By the time I began making this artwork in May 2023, I had not made a paper collage in approximately a year. For an artist whose visual practice first took form with newspaper clippings, and who fundamentally understands the creation of art from the collagist’s mindset, this hiatus might seem out of sorts. Yet I’ve turned my attention away from the medium periodically since 2017, when I began making the abstract series Fires in the Shade with ink.

My complaint, in essence, is that a paper collage cannot help but retain the referents of the materials that compose it. Unlike paint, which on the whole our culture accepts as having no meaning beyond its color, scraps are discernable documents of the sources from, and of the eras in, which they originate. That they are indivisible from their historical contexts colors their meanings in turn.

Of course, this quality allows of the unexpected, critical, and spontaneous juxtaposition of meanings that imbue the medium with its unique expressive power; allows of the recontextualization of information. Even so, I’ve grown wary the materials themselves — bearing various meanings from various moments in the past — may ultimately motivate the content of the artwork, such that a paper collage becomes willy-nilly about the contexts it contains. And on occasion I desire to devise my own meaning, to use color in place of documents.

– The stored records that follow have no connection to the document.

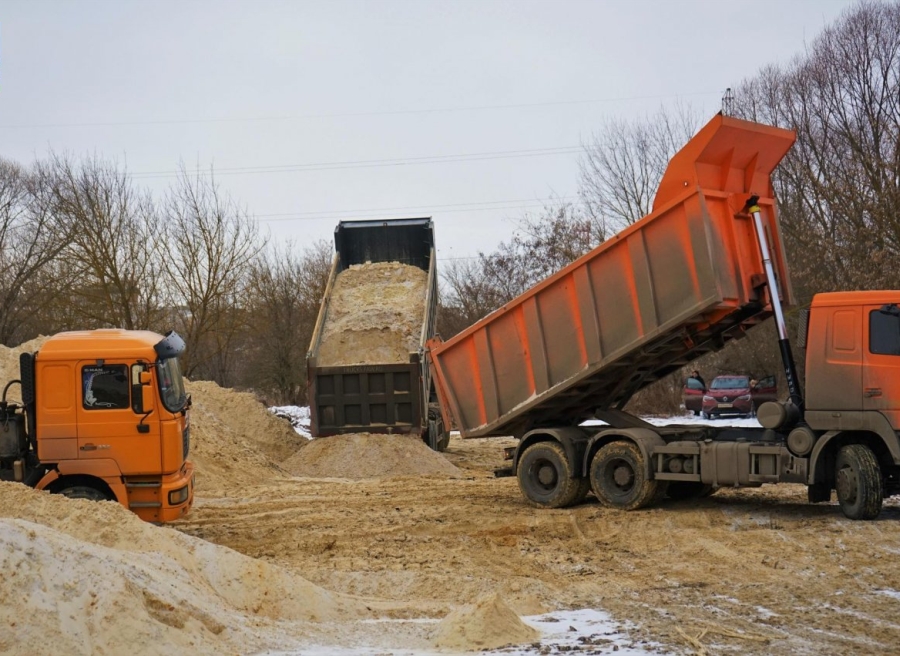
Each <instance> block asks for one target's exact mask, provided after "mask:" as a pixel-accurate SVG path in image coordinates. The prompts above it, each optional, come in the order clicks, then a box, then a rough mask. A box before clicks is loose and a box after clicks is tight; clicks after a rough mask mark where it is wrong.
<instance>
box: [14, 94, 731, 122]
mask: <svg viewBox="0 0 900 656" xmlns="http://www.w3.org/2000/svg"><path fill="white" fill-rule="evenodd" d="M711 95H716V96H717V97H718V96H719V95H720V92H719V91H693V92H690V93H679V94H668V95H653V96H620V97H617V98H615V97H614V98H593V99H586V100H550V101H546V102H533V103H508V104H498V105H468V106H467V105H462V106H458V107H432V108H419V109H397V110H384V111H367V112H327V113H313V114H293V115H283V116H252V117H226V118H183V119H157V120H145V121H89V122H72V123H4V124H0V129H23V128H86V127H130V126H143V125H179V124H198V123H263V122H270V121H295V120H300V119H320V118H352V117H361V116H402V115H408V114H446V113H451V112H474V111H486V110H503V109H527V108H536V107H558V106H564V105H592V104H601V103H616V102H629V101H632V100H661V99H664V98H681V97H685V96H711Z"/></svg>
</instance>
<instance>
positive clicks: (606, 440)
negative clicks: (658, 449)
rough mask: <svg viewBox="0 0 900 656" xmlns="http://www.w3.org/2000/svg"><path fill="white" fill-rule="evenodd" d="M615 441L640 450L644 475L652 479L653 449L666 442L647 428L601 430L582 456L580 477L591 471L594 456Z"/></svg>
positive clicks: (664, 443) (658, 446)
mask: <svg viewBox="0 0 900 656" xmlns="http://www.w3.org/2000/svg"><path fill="white" fill-rule="evenodd" d="M617 440H627V441H629V442H634V443H635V444H636V445H637V447H638V448H639V449H640V450H641V455H642V456H643V457H644V473H645V474H646V476H647V478H648V479H650V478H653V460H652V458H651V457H652V455H653V449H655V448H656V447H660V446H665V445H666V442H665V440H663V438H662V437H660V435H659V433H656V432H654V431H652V430H650V429H649V428H610V429H607V430H602V431H600V432H599V433H597V434H596V435H594V436H593V437H592V438H591V440H590V444H589V445H588V449H587V451H586V452H585V454H584V459H583V461H582V476H588V475H589V473H590V470H591V460H592V459H593V457H594V454H595V453H597V451H598V450H599V449H601V448H603V447H604V446H606V445H607V444H609V443H610V442H615V441H617ZM573 462H574V461H573Z"/></svg>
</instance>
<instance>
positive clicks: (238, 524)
mask: <svg viewBox="0 0 900 656" xmlns="http://www.w3.org/2000/svg"><path fill="white" fill-rule="evenodd" d="M513 443H514V442H513V441H512V440H502V439H486V440H459V439H454V440H453V441H452V443H451V446H450V450H449V451H448V453H447V454H446V457H447V458H448V460H450V461H451V462H453V463H454V464H456V465H457V466H458V467H460V468H461V469H462V470H463V471H464V476H462V477H459V476H457V477H455V478H449V477H446V476H415V477H412V476H410V477H398V478H387V479H369V480H361V481H348V480H337V479H313V478H296V479H289V478H281V479H277V480H272V481H268V482H267V483H265V484H263V485H258V486H251V487H246V488H242V489H241V490H239V492H238V493H236V494H235V496H234V497H233V498H228V497H221V496H207V497H204V496H202V494H203V493H202V486H200V490H201V492H200V494H201V496H200V498H199V499H198V502H197V504H196V506H195V508H194V510H193V512H192V513H191V515H190V516H189V517H188V518H186V519H185V520H182V521H181V522H179V523H178V524H177V525H176V528H178V529H180V530H181V531H183V532H185V533H188V534H190V535H194V536H197V537H201V538H203V539H206V540H209V541H212V542H215V543H218V544H221V545H225V546H228V547H231V548H233V549H236V550H237V551H240V552H242V553H244V554H246V555H249V556H252V557H254V558H260V559H264V560H267V561H270V562H273V563H277V564H279V565H282V566H285V567H289V568H295V569H296V571H297V572H298V573H300V574H301V575H302V576H304V577H305V578H307V579H309V580H310V581H312V582H314V583H316V584H319V585H321V586H324V587H326V588H329V589H331V590H335V591H340V592H347V593H351V594H357V595H363V596H366V597H379V598H383V599H388V600H396V601H402V602H407V603H406V604H404V606H405V607H407V608H411V610H408V611H402V612H404V613H408V614H409V616H419V617H423V616H429V617H442V616H444V615H445V614H446V613H447V612H448V611H450V610H451V609H452V608H453V607H454V606H456V605H458V604H460V603H468V602H471V601H472V600H474V599H475V598H477V597H479V596H481V595H484V594H486V593H491V592H498V593H500V594H501V596H502V597H503V599H505V600H506V601H507V603H508V604H509V605H510V606H511V607H512V608H513V609H514V610H515V611H517V612H518V613H519V614H520V615H528V614H537V613H541V612H545V611H552V610H559V609H572V608H602V609H605V610H607V611H609V612H610V613H612V614H613V616H614V617H615V618H616V619H618V620H620V621H623V622H628V623H630V624H631V626H632V628H631V634H632V636H633V637H635V638H636V639H645V640H651V641H655V642H657V643H660V644H662V645H663V646H664V647H666V648H668V649H670V650H672V651H675V652H681V653H692V652H693V653H704V651H705V650H708V653H742V654H744V653H756V654H798V653H800V654H822V653H834V654H837V653H840V654H850V653H857V654H874V653H883V654H888V653H896V651H897V647H896V645H897V644H898V643H900V620H898V619H897V618H898V615H900V568H898V567H897V565H896V564H895V560H896V559H897V558H898V556H900V508H898V507H897V506H896V505H891V503H888V504H887V507H886V508H885V510H884V512H883V513H882V515H881V517H880V518H879V520H878V521H874V522H851V521H849V520H846V519H844V517H843V516H842V515H841V514H840V511H839V510H838V508H837V507H836V506H835V505H814V506H811V505H808V504H807V503H806V500H805V488H804V487H800V486H766V487H763V488H761V489H758V490H743V491H719V493H718V494H716V495H715V496H713V497H711V498H710V499H707V500H704V501H701V502H692V503H674V502H664V503H663V504H661V505H660V506H658V507H655V508H651V509H648V510H644V511H638V512H632V513H622V512H618V511H613V510H608V509H605V508H602V507H601V506H600V505H599V504H598V503H596V501H594V500H593V498H592V497H589V501H588V502H586V503H585V504H583V505H581V506H578V507H576V508H572V509H566V510H555V511H554V510H550V511H547V510H544V511H541V510H535V509H532V508H530V507H528V506H527V505H526V504H525V503H524V501H523V500H522V497H521V495H520V494H519V491H518V488H517V485H516V481H515V479H513V478H503V479H495V478H493V476H492V473H491V471H492V469H493V468H494V467H495V466H497V465H499V464H500V454H501V447H502V446H504V445H511V444H513ZM698 636H700V638H699V640H696V638H697V637H698Z"/></svg>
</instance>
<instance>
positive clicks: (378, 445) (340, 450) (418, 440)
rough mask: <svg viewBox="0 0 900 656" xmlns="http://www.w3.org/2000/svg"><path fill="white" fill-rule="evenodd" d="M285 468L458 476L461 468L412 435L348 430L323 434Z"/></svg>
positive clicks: (376, 472) (373, 475)
mask: <svg viewBox="0 0 900 656" xmlns="http://www.w3.org/2000/svg"><path fill="white" fill-rule="evenodd" d="M284 467H285V469H287V470H288V471H289V472H291V473H292V474H294V475H295V476H304V477H308V478H350V479H363V478H382V477H389V476H424V475H428V474H445V475H449V476H455V475H458V474H461V473H462V472H461V470H460V469H459V468H457V467H456V466H455V465H453V464H451V463H450V462H449V461H448V460H447V459H446V458H444V456H443V455H441V454H440V453H438V452H436V451H432V450H431V449H429V448H428V446H427V445H426V444H425V443H424V442H423V441H422V440H421V439H420V438H418V437H415V436H412V435H378V434H374V433H348V434H347V435H334V436H332V437H320V438H318V439H316V440H313V441H312V442H309V443H307V445H306V446H305V447H303V449H301V450H300V451H298V452H297V453H295V454H294V455H293V456H291V457H290V458H288V460H287V461H285V463H284Z"/></svg>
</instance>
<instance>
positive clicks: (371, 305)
mask: <svg viewBox="0 0 900 656" xmlns="http://www.w3.org/2000/svg"><path fill="white" fill-rule="evenodd" d="M427 282H428V274H427V273H426V272H425V271H423V270H422V269H420V268H418V267H414V266H410V265H408V264H400V263H399V262H370V263H366V264H354V265H352V266H351V267H349V268H348V269H345V270H344V271H341V272H340V273H339V274H338V275H337V278H336V279H335V281H334V287H333V288H332V293H331V300H330V301H329V304H328V310H327V312H328V314H327V315H326V318H325V325H324V328H323V331H322V338H321V341H320V342H319V351H318V356H317V363H318V365H319V366H320V367H325V366H343V365H352V364H384V363H389V362H409V354H410V352H411V351H416V350H418V348H419V339H420V337H421V330H422V319H423V316H424V312H425V288H426V285H427Z"/></svg>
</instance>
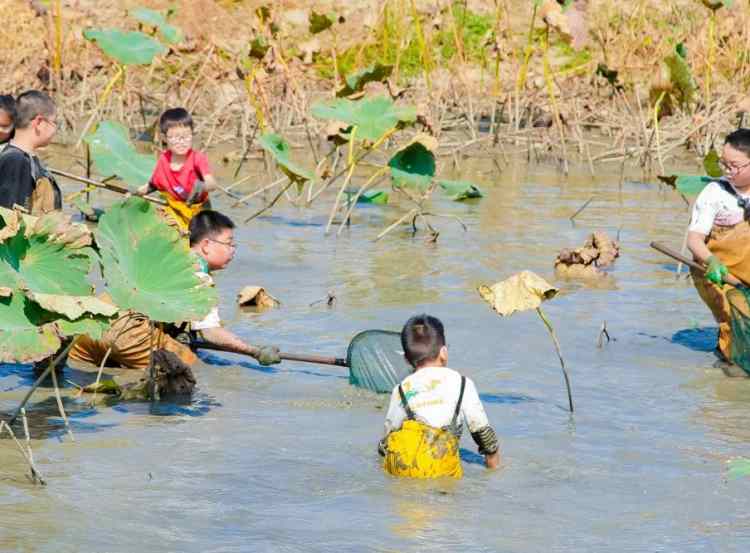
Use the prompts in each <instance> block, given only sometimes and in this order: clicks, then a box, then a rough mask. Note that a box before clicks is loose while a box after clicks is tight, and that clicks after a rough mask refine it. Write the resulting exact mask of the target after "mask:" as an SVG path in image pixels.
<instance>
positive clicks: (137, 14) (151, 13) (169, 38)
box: [129, 8, 182, 44]
mask: <svg viewBox="0 0 750 553" xmlns="http://www.w3.org/2000/svg"><path fill="white" fill-rule="evenodd" d="M129 13H130V15H131V16H132V17H134V18H135V19H137V20H138V21H140V22H141V23H143V24H145V25H150V26H151V27H155V28H156V29H158V30H159V34H161V36H162V37H164V40H166V41H167V42H169V43H170V44H177V43H178V42H180V41H181V40H182V31H181V30H180V29H178V28H177V27H175V26H174V25H170V24H169V22H168V21H167V18H166V17H164V16H163V15H162V14H161V13H159V12H157V11H155V10H150V9H148V8H136V9H134V10H131V11H130V12H129Z"/></svg>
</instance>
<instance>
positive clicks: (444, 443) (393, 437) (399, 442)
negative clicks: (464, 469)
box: [383, 376, 466, 478]
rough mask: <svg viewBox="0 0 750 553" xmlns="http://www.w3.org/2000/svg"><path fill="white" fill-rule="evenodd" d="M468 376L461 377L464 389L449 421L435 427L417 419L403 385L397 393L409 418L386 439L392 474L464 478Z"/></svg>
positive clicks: (388, 436) (386, 453)
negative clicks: (461, 462)
mask: <svg viewBox="0 0 750 553" xmlns="http://www.w3.org/2000/svg"><path fill="white" fill-rule="evenodd" d="M465 386H466V377H464V376H462V377H461V391H460V393H459V395H458V402H456V410H455V411H454V412H453V419H452V420H451V423H450V425H448V426H447V427H444V428H435V427H433V426H429V425H427V424H425V423H423V422H420V421H418V420H417V418H416V415H415V414H414V411H412V409H411V407H409V402H408V401H407V399H406V395H405V394H404V390H403V388H401V385H399V387H398V393H399V395H400V396H401V403H402V404H403V406H404V410H405V411H406V417H407V420H405V421H404V423H403V425H402V426H401V428H400V429H399V430H396V431H394V432H391V433H390V434H388V436H387V437H386V439H385V446H386V454H385V460H384V461H383V469H384V470H385V471H386V472H387V473H388V474H392V475H393V476H405V477H409V478H439V477H441V476H451V477H453V478H461V476H463V470H462V469H461V459H460V457H459V455H458V438H459V436H460V432H459V430H460V427H459V426H458V417H459V415H460V414H461V401H462V400H463V397H464V388H465Z"/></svg>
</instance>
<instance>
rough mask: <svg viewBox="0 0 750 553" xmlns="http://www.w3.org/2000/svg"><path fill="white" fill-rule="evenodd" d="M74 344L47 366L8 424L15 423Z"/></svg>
mask: <svg viewBox="0 0 750 553" xmlns="http://www.w3.org/2000/svg"><path fill="white" fill-rule="evenodd" d="M73 343H74V341H73V340H71V341H70V343H69V344H68V345H67V346H66V347H65V349H64V350H62V351H61V352H60V353H59V354H58V355H57V357H55V358H54V359H53V360H52V362H51V363H50V364H49V365H48V366H47V368H46V369H44V372H43V373H42V374H40V375H39V378H37V379H36V380H35V381H34V384H32V386H31V389H30V390H29V391H28V392H26V395H25V396H24V398H23V399H22V400H21V404H20V405H19V406H18V407H17V408H16V410H15V411H14V412H13V416H12V417H11V418H10V420H9V421H8V424H13V423H14V422H15V420H16V418H18V414H19V413H20V412H21V409H23V408H24V407H26V403H28V401H29V398H31V395H32V394H33V393H34V391H35V390H36V389H37V388H38V387H39V386H40V385H41V383H42V382H43V381H44V379H45V378H47V375H49V373H50V372H52V370H53V369H54V368H55V367H56V366H57V365H58V363H60V361H62V360H63V359H65V356H66V355H68V352H69V351H70V349H71V348H72V347H73Z"/></svg>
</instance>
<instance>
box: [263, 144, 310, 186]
mask: <svg viewBox="0 0 750 553" xmlns="http://www.w3.org/2000/svg"><path fill="white" fill-rule="evenodd" d="M258 144H260V145H261V147H262V148H263V149H264V150H266V151H267V152H268V153H270V154H271V155H272V156H273V158H274V159H275V160H276V163H277V164H278V166H279V169H281V170H282V171H283V172H284V174H285V175H286V176H287V177H289V180H291V181H292V182H296V183H303V182H306V181H309V180H313V179H314V178H315V174H314V173H313V172H312V171H309V170H307V169H305V168H304V167H302V166H300V165H297V164H296V163H294V162H293V161H292V160H291V158H290V157H289V143H288V142H287V141H286V140H284V139H283V138H282V137H281V136H279V135H278V134H274V133H266V134H264V135H263V136H261V137H260V138H259V139H258Z"/></svg>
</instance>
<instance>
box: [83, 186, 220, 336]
mask: <svg viewBox="0 0 750 553" xmlns="http://www.w3.org/2000/svg"><path fill="white" fill-rule="evenodd" d="M95 235H96V243H97V244H98V245H99V249H100V251H101V257H102V266H103V272H104V278H105V280H106V281H107V285H108V289H109V292H110V294H111V296H112V299H113V300H114V302H115V303H116V304H117V305H118V306H119V307H120V308H121V309H132V310H134V311H137V312H139V313H143V314H144V315H146V316H147V317H149V318H151V319H152V320H154V321H159V322H165V323H167V322H181V321H190V320H199V319H202V318H203V317H204V316H205V315H206V314H207V313H208V312H209V311H210V309H211V308H212V307H213V306H214V305H216V301H217V297H216V291H215V289H214V288H212V287H207V286H205V284H203V283H202V281H201V279H200V278H199V277H198V276H197V275H196V273H195V271H196V265H195V260H194V259H193V257H192V254H191V253H190V251H189V248H188V245H187V242H186V241H184V240H183V239H181V238H180V236H179V234H178V233H177V231H176V230H175V229H174V228H172V227H170V226H169V225H167V223H166V222H164V220H163V219H162V218H161V217H159V215H158V214H157V213H156V210H155V209H154V207H153V206H152V205H151V204H150V203H149V202H147V201H145V200H143V199H142V198H129V199H128V200H126V201H125V202H122V203H119V204H115V205H114V206H112V207H111V208H110V209H108V210H107V211H106V212H105V213H104V214H103V215H102V217H101V219H100V220H99V227H98V228H97V230H96V233H95Z"/></svg>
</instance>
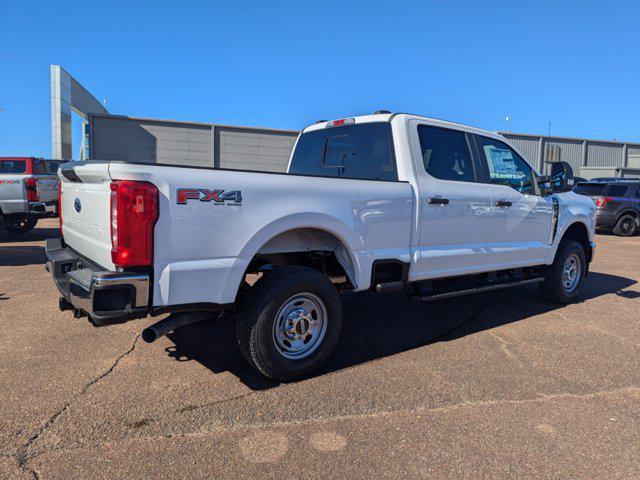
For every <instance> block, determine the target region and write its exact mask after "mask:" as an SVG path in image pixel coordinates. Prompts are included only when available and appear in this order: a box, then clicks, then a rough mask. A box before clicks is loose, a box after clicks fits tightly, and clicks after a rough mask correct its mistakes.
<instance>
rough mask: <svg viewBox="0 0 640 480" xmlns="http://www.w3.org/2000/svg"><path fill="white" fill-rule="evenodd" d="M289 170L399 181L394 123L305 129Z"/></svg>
mask: <svg viewBox="0 0 640 480" xmlns="http://www.w3.org/2000/svg"><path fill="white" fill-rule="evenodd" d="M289 173H292V174H300V175H315V176H319V177H337V178H352V179H359V180H387V181H397V180H398V173H397V171H396V161H395V156H394V153H393V141H392V136H391V125H390V124H389V123H387V122H384V123H383V122H376V123H362V124H359V125H347V126H341V127H329V128H323V129H320V130H314V131H311V132H306V133H303V134H302V135H300V138H299V139H298V144H297V145H296V149H295V152H294V153H293V157H292V158H291V166H290V167H289Z"/></svg>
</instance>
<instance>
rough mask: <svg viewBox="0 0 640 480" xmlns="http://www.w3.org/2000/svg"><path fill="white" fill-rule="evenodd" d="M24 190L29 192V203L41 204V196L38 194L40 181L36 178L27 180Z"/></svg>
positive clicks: (28, 199)
mask: <svg viewBox="0 0 640 480" xmlns="http://www.w3.org/2000/svg"><path fill="white" fill-rule="evenodd" d="M24 188H25V189H26V190H27V200H28V201H29V202H39V201H40V195H39V194H38V180H37V179H35V178H25V179H24Z"/></svg>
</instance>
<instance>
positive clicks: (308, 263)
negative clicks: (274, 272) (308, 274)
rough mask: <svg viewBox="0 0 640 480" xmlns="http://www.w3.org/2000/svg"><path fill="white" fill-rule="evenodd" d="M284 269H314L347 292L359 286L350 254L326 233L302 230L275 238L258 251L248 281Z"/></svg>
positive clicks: (254, 255) (272, 239)
mask: <svg viewBox="0 0 640 480" xmlns="http://www.w3.org/2000/svg"><path fill="white" fill-rule="evenodd" d="M285 265H300V266H306V267H310V268H314V269H316V270H318V271H320V272H322V273H323V274H325V275H327V276H328V277H329V279H330V280H332V281H333V282H334V283H336V284H339V285H340V286H341V287H342V288H344V289H350V288H353V287H354V286H355V285H356V278H355V268H354V264H353V260H352V258H351V255H350V254H349V250H348V249H347V248H346V246H345V244H344V243H343V242H342V241H341V240H340V239H339V238H338V237H336V236H335V235H333V234H332V233H330V232H327V231H325V230H321V229H316V228H299V229H295V230H289V231H287V232H283V233H280V234H279V235H276V236H275V237H273V238H272V239H270V240H269V241H268V242H267V243H265V244H264V245H263V246H262V247H260V248H259V249H258V251H257V253H256V254H255V255H254V256H253V258H252V259H251V262H249V266H248V267H247V270H246V271H245V278H246V276H247V275H249V274H256V273H261V272H264V271H266V270H269V269H270V268H273V267H282V266H285Z"/></svg>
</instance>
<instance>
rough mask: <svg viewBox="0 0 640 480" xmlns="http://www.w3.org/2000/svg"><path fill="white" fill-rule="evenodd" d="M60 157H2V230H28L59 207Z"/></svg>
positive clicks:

Now, when I’m inspired to work in the medium is when I can imagine harnessing the referents of materials in the service of a meaning I’ve formulated independent of them. By this tack, the content of the artwork may motivate the choice of materials along the with the meanings they should bear, as a painter is able to envision that which he will depict.

I applied this tack when making “Live Laugh Love,” for I sought, and perhaps needed, to illustrate a certain forlornness that attends many domestic spaces in America, and that looms over the lives of many Americans, in the present moment. What better way to represent such a space than with the furnishings one may find therein?

A plant, a pot, a chair, a kind of poster on the wall, and a window. The most spartan of rooms. But linger on the details. The materials that compose the artwork are documents of the setting they signify. To wit, an image of a plant from a mailed invitation, an image of a pot and a chair from the respective boxes in which the actual pot and chair were delivered, and letters printed on the pages of magazines. The window admittedly is not so literal. I collaged the azure seen through it with photographs of sky and blue color fields printed on the pages of magazines alike. Rather than show (let alone index) the outside, here I primarily wished to reinforce a tactile sense of interiority.

Though even granting this abstraction, I chose each of these materials in part because they communicate a contemporaneous experience. They are not incidental, neither culled from sources of yesteryear nor unrelated to the subject at hand. Instead they are topical: having recently amassed the materials through the course of daily life, I had them lying around my apartment.

From a conceptual standpoint then, I believe I succeeded in making an intentional artwork in the medium of paper collage; in using the meanings of scraps in the service of my own meaning. Then again, what that meaning is, and how convincing it is to you, is something of an open question.